But since this is fiction, just let the words flow and enjoy this tale of a remarkable young man, who, after he joins the team on a year-to-year basis, decides he’s going to play for ten years, then marry Willa, his sweetheart, and attend Utah University. Does Acre Tulley keep to his plan, despite the Gold Gloves, the All-Star Game appearances as a second baseman, the adulation, and the money? Management at the Royals wishes Tulley would play forever: He’s a seat filler and fan favorite and a .400-plus hitter.
I’m not going to give away the plot points, other than to say to know Acre is to love him. He devotes time to visit terminally ill young people in hospitals, including an admirer named Homer Dweed (get used to weird names, the book is full of them!), a cancer patient at Children’s Hospital. Acre Tulley is paying for Homer’s treatment in an arrangement that Homer’s single mom doesn’t know about. Did I say he’s too good to be true! The scenes where Acre and Willa visit Homer are guaranteed to bring tears to your eyes.
If you’re a baseball fan, you’ll love this book, especially as the All-Star Game nears. If you’re not, you’re in luck because Johnson provides a glossary of terms. . .
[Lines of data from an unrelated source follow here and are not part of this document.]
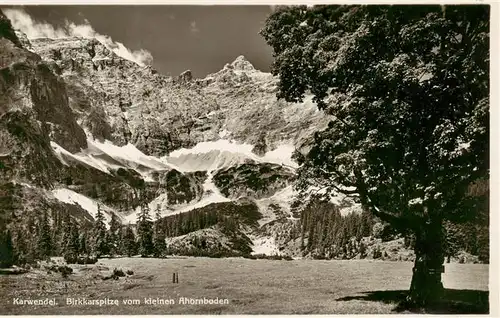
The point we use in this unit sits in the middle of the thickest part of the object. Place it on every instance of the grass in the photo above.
(251, 286)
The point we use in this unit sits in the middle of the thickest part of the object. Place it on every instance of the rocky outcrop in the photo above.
(78, 122)
(253, 180)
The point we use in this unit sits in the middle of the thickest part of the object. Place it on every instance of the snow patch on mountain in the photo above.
(282, 198)
(223, 153)
(264, 245)
(211, 194)
(90, 205)
(105, 156)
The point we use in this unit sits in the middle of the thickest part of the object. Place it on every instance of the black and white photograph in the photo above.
(245, 159)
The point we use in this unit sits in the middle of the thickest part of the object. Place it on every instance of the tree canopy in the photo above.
(408, 91)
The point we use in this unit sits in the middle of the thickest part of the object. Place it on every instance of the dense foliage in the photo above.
(408, 91)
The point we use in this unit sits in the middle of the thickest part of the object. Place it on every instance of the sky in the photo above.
(199, 38)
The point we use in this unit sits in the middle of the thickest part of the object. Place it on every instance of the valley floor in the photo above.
(250, 287)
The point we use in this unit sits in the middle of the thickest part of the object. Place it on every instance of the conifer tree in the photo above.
(83, 247)
(129, 243)
(44, 242)
(408, 90)
(100, 246)
(20, 248)
(113, 235)
(159, 235)
(144, 231)
(7, 253)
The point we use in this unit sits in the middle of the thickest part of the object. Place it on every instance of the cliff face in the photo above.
(81, 126)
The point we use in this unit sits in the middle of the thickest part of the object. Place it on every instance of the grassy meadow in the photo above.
(250, 286)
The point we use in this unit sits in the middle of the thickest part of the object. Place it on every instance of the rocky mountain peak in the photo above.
(6, 30)
(186, 76)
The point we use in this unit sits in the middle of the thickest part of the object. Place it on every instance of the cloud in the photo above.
(33, 29)
(193, 27)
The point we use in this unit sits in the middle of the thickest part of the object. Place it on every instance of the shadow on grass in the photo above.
(454, 301)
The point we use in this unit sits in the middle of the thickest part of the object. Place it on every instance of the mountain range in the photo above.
(81, 127)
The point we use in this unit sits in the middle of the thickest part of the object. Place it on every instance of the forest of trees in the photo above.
(408, 91)
(324, 233)
(57, 234)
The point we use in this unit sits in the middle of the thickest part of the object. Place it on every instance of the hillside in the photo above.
(84, 130)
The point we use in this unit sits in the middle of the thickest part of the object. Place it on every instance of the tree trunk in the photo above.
(426, 286)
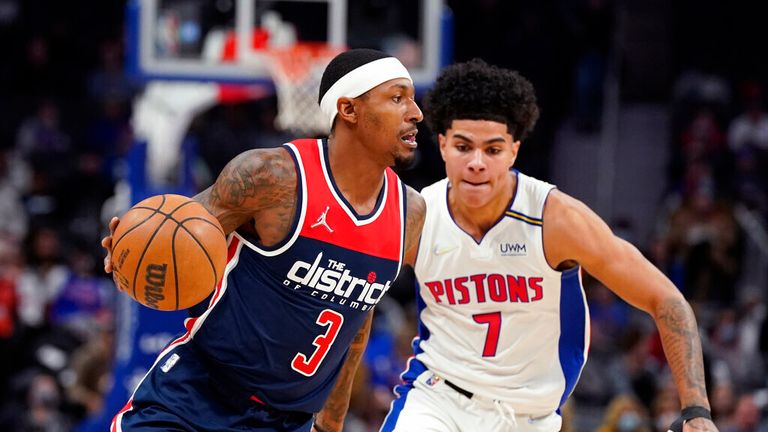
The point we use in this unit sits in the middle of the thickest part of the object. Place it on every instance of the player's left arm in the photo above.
(417, 209)
(573, 232)
(331, 417)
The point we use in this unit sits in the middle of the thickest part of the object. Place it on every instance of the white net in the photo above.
(296, 72)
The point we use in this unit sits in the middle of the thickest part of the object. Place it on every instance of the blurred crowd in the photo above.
(65, 132)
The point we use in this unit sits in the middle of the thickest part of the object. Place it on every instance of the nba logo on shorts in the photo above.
(432, 380)
(170, 362)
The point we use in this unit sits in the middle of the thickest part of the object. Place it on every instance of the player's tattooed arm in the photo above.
(417, 209)
(331, 417)
(253, 181)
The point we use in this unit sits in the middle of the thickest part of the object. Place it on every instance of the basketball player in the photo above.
(504, 327)
(318, 230)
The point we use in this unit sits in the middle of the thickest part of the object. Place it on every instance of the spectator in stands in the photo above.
(625, 414)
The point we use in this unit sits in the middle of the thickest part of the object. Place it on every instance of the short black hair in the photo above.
(475, 90)
(344, 63)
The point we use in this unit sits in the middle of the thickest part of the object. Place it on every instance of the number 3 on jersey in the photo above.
(493, 320)
(323, 342)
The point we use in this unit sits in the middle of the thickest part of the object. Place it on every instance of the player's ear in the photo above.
(515, 149)
(442, 142)
(346, 109)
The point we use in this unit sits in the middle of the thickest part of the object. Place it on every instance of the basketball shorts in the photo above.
(425, 403)
(178, 394)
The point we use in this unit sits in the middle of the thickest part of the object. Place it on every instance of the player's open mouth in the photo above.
(409, 139)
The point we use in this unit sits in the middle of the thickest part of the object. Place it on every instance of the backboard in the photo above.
(199, 39)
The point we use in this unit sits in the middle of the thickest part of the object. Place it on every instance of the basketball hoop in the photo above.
(296, 72)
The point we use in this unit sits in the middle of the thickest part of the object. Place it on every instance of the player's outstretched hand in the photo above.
(106, 243)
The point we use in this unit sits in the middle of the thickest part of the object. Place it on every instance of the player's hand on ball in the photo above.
(106, 243)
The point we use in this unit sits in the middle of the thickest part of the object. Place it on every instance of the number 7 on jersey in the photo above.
(493, 320)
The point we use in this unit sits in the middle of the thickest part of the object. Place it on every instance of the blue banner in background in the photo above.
(141, 333)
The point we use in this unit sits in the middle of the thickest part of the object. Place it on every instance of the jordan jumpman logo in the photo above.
(321, 220)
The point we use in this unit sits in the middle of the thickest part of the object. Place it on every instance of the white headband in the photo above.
(359, 81)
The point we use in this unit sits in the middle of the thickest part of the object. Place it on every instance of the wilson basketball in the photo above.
(168, 252)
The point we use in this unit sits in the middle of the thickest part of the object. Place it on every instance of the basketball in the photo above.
(168, 252)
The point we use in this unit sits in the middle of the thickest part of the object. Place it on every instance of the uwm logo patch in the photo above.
(513, 249)
(155, 284)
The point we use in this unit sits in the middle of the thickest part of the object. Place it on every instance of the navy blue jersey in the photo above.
(279, 326)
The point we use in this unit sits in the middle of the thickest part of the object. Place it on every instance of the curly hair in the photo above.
(475, 90)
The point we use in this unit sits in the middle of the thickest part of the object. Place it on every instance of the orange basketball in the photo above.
(168, 252)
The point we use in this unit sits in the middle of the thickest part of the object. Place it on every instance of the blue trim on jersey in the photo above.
(379, 199)
(573, 317)
(423, 329)
(524, 218)
(403, 226)
(412, 371)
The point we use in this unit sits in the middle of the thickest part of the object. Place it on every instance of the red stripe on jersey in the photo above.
(327, 219)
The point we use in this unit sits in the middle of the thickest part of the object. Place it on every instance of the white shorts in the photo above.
(428, 404)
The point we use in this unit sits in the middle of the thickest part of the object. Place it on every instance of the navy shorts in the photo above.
(178, 394)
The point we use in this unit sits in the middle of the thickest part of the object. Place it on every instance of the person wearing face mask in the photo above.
(625, 414)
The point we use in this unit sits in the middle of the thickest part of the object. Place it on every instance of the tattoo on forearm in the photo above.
(233, 187)
(680, 337)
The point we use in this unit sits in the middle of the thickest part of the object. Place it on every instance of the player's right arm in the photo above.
(574, 233)
(255, 189)
(257, 184)
(417, 210)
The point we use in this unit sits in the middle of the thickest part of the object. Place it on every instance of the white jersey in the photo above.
(495, 318)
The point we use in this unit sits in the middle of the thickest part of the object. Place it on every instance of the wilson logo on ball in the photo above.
(155, 278)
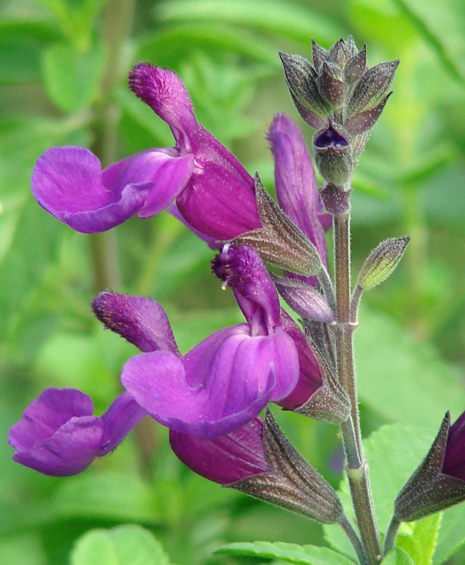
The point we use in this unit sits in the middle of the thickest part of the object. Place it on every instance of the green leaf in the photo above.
(124, 545)
(73, 77)
(169, 46)
(286, 20)
(393, 369)
(398, 556)
(113, 495)
(441, 26)
(393, 453)
(20, 45)
(419, 538)
(288, 552)
(451, 535)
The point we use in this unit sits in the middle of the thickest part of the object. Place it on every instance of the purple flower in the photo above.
(439, 481)
(226, 459)
(59, 436)
(296, 184)
(213, 192)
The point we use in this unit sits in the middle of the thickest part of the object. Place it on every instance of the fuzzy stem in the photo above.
(391, 534)
(354, 539)
(357, 469)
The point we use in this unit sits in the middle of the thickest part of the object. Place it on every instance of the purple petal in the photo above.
(165, 168)
(120, 418)
(309, 372)
(164, 92)
(454, 460)
(69, 183)
(70, 450)
(212, 242)
(140, 320)
(218, 386)
(296, 184)
(45, 415)
(226, 459)
(243, 270)
(219, 200)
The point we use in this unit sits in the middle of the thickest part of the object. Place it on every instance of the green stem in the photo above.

Acre. . . may remind you of Bernard Malamud’s 1952 baseball novel (and the excellent Barry Levinson film version) “The Natural.”
About the Author
George Johnson is a retired elementary school teacher from Prince George’s County, Maryland. He thought about “Acre” for two years before he finally put it in writing. Then it took him three years, off and on, to complete it and put it in print. Being a late starter, George completed his second book of fiction called Timber. Acre and Timber are brother and sister. Timber took him two years to complete. At the present time he is putting together a collection of short stories he has compiled over the years. George lives in Hagerstown, Maryland with Sharon, his wife of fifty-four years.
First, the reviewer says George’s character Acre is too good to be true. I was privy to criticism George received from Acorn Book Services before the book was published. The publisher made the same observation. The author chose to keep Acre as he is. That is the writer’s prerogative. That choice did not escape notice by the reviewer.
Second, the reviewer catches factual errors in George’s novel. The baseball team George writes about did not exist in the year George sets his story. Oopsie! The lesson for authors–check your facts. Do your research. Or get caught, as George did, with your pants down.
These lessons aside, the reviewer liked the characters and the story. That’s a tremendous achievement for an author’s first novel. George deserves a pat on the back. May I be as fortunate when my first novel hits the critic’s desk.